実はサムはクローンで、サムとしての記憶はコピーされたものだった。任期を終えても地球に帰ってはおらず、また次のクローンが3年の任期を果たす。地球との交信ができないのは企業が妨害電波を発していたからで、それに気づいたサムは妨害電波の届かないところにまで行き、地球の自宅にテレビ電話を。妻は数年前に亡くなっていて、娘は成長していた。そして瓜二つの男は、本来なら入れ違いに任務を果たすはずだった次のクローン。2人ははじめはいがみあっていたがやがて秘密と自分たちの身の上に気付き、月からの脱出を試みる。

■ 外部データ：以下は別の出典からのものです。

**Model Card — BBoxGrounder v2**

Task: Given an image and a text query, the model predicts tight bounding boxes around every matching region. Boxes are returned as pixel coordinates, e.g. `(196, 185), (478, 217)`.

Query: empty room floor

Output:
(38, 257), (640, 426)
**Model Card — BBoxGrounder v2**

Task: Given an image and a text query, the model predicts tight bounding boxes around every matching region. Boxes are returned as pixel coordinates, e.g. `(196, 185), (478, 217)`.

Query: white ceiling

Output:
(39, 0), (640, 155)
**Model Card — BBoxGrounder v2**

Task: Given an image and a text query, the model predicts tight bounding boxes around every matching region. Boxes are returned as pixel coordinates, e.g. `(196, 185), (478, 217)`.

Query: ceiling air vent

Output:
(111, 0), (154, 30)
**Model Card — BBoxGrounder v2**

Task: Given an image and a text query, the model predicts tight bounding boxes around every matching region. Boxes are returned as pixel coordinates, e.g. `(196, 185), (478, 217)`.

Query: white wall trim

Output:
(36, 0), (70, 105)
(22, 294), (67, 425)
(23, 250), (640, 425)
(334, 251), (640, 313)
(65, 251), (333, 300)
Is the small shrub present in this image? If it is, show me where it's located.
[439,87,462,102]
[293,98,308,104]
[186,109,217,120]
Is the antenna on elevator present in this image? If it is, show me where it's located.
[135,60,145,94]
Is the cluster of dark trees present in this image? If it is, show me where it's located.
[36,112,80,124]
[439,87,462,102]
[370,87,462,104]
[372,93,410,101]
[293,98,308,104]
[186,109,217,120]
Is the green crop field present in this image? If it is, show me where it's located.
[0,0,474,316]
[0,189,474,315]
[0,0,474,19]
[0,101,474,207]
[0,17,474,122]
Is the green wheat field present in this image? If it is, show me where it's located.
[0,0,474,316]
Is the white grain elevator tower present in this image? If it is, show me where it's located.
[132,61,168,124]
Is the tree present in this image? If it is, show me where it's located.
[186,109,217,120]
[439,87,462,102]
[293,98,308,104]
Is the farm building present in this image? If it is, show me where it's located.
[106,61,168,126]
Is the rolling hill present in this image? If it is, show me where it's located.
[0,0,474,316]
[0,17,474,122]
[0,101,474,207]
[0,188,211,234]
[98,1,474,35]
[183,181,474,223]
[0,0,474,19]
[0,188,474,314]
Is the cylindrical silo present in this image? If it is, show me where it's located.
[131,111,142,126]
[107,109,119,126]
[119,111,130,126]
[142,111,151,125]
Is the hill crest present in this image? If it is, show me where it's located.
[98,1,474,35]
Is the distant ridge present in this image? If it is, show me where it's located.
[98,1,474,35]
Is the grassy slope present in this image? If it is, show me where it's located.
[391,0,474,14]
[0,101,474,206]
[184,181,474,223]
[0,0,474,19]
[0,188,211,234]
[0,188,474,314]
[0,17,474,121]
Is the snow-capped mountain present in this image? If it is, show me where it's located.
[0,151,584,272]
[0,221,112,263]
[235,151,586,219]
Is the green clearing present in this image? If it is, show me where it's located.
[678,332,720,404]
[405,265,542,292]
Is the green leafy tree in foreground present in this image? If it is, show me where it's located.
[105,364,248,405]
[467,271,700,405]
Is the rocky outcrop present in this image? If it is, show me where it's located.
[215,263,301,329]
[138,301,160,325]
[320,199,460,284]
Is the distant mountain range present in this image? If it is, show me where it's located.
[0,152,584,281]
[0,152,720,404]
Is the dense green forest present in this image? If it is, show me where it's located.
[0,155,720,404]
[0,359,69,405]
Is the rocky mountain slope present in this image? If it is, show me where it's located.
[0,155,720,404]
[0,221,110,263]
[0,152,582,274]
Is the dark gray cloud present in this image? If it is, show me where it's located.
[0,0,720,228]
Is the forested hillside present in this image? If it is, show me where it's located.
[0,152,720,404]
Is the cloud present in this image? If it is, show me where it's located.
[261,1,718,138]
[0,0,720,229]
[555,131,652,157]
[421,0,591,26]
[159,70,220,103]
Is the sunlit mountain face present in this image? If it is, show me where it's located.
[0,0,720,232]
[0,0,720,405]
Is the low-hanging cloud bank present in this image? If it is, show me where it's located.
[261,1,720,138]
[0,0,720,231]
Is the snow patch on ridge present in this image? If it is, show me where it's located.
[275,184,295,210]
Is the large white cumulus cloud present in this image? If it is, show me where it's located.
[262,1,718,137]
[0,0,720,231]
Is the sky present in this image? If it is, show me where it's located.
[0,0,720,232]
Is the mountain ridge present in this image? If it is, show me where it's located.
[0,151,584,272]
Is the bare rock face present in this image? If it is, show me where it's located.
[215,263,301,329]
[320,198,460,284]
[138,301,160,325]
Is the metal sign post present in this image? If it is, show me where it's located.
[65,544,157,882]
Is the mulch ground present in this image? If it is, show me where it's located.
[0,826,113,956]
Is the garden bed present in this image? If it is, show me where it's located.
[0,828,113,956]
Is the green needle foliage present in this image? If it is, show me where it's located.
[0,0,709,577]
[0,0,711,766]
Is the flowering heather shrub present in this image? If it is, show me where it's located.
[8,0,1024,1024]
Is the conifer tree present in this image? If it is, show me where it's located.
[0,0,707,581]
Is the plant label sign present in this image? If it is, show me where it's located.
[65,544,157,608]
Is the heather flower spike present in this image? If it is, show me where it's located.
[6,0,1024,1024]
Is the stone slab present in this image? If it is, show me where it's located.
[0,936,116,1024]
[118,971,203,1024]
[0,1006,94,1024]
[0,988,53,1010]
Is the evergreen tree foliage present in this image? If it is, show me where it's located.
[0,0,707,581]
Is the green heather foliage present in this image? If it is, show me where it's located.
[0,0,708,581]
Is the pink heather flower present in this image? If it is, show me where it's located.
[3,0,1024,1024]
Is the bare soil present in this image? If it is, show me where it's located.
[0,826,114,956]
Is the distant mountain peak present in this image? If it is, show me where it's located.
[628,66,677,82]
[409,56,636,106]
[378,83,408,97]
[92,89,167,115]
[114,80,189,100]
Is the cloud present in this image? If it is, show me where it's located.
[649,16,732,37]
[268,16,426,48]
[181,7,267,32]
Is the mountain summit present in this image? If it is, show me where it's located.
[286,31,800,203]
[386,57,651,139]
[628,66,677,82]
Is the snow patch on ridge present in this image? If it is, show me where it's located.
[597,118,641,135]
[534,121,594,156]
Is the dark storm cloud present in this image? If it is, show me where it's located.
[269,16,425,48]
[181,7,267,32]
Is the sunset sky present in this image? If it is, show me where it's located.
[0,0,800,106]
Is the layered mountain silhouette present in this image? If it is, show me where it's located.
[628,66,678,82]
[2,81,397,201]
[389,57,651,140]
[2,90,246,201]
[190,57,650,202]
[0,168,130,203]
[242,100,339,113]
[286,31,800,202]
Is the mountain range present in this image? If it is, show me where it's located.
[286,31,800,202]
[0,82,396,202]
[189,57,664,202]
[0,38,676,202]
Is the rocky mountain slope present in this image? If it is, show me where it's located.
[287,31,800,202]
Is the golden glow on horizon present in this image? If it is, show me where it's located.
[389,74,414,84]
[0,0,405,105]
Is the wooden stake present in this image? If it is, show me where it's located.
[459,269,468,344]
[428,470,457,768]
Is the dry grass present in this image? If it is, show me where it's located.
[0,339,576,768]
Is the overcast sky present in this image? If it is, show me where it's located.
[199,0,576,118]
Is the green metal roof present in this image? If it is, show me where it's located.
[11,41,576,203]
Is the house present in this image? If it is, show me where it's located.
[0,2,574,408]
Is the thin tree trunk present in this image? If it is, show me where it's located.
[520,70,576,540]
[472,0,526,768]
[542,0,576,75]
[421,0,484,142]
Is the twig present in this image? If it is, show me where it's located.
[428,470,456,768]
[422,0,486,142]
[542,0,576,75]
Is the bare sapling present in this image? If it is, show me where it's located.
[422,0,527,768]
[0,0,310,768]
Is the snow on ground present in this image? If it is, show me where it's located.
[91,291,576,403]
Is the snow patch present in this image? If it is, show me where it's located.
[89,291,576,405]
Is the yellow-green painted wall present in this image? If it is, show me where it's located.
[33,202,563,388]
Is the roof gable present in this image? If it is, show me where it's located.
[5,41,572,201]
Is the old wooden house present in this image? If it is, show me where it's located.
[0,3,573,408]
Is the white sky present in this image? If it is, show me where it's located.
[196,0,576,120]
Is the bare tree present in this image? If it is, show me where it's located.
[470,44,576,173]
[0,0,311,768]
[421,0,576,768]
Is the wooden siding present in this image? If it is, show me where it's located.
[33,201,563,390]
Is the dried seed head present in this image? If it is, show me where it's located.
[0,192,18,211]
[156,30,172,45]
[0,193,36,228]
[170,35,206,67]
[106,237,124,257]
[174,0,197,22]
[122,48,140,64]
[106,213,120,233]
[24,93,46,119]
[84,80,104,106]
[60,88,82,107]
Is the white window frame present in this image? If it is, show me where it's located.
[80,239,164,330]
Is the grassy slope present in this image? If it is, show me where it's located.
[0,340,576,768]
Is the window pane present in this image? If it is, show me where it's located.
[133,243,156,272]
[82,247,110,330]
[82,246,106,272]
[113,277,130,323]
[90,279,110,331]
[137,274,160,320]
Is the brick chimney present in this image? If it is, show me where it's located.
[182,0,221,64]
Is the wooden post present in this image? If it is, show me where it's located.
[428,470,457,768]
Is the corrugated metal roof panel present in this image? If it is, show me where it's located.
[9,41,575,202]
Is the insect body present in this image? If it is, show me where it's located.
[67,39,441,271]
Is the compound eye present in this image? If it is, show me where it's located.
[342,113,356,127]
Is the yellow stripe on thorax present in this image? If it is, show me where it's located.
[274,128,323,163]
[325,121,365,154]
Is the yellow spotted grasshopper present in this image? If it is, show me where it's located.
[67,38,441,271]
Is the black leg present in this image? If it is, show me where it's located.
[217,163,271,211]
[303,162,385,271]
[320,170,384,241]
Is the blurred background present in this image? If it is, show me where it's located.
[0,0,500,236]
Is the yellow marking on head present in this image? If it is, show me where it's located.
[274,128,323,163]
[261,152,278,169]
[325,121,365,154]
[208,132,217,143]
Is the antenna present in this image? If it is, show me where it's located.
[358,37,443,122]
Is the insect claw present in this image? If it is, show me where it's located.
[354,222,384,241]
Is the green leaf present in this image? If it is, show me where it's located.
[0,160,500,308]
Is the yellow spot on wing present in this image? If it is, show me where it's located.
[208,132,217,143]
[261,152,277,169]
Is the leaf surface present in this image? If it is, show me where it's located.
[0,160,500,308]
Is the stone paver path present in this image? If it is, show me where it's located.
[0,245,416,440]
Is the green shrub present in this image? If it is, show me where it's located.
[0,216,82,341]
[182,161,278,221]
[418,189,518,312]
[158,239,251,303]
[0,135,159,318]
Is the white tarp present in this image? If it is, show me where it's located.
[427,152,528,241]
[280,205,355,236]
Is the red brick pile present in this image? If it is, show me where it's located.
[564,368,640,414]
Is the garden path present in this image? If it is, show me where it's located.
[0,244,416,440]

テレビ電話で通話する妻や娘、会社の役員などはいるものの、実質的にはサムを演じるサム・ロックウェルのひとり芝居だ。ロボットの声は、ケビン・スペイシーが演じている。監督はダンカン・ゾウイ・ヘイウッド・ジョーンズ。映画監督としては新人だが、父親はあのデヴィッド・ボウイである。原題がシンプルに『Moon』となっているのに、邦題を『月に囚われた男』としたのには、日本の映画関係者のセンスを感じる。父ボウイは、『地球に落ちて来た男』という映画に異星人役で主演している。
月、基地という、ほとんど密室と言っていい空間を舞台にした、非常に地味な作品である。しかし、過去のSF名作映画へのオマージュと思わせる要素がいくつかある。基地内における人間とロボットとの対話は『2001年宇宙の旅』を思わせるし(ただしロボットのスタンスがまるで異なっているが)、クローンでありながら人間らしく振舞わんとしているのは、『ブレードランナー』に通ずるものを感じる。この映画、原作があるのかと思ったら、ダンカン・ジョーンズのオリジナルのようだ。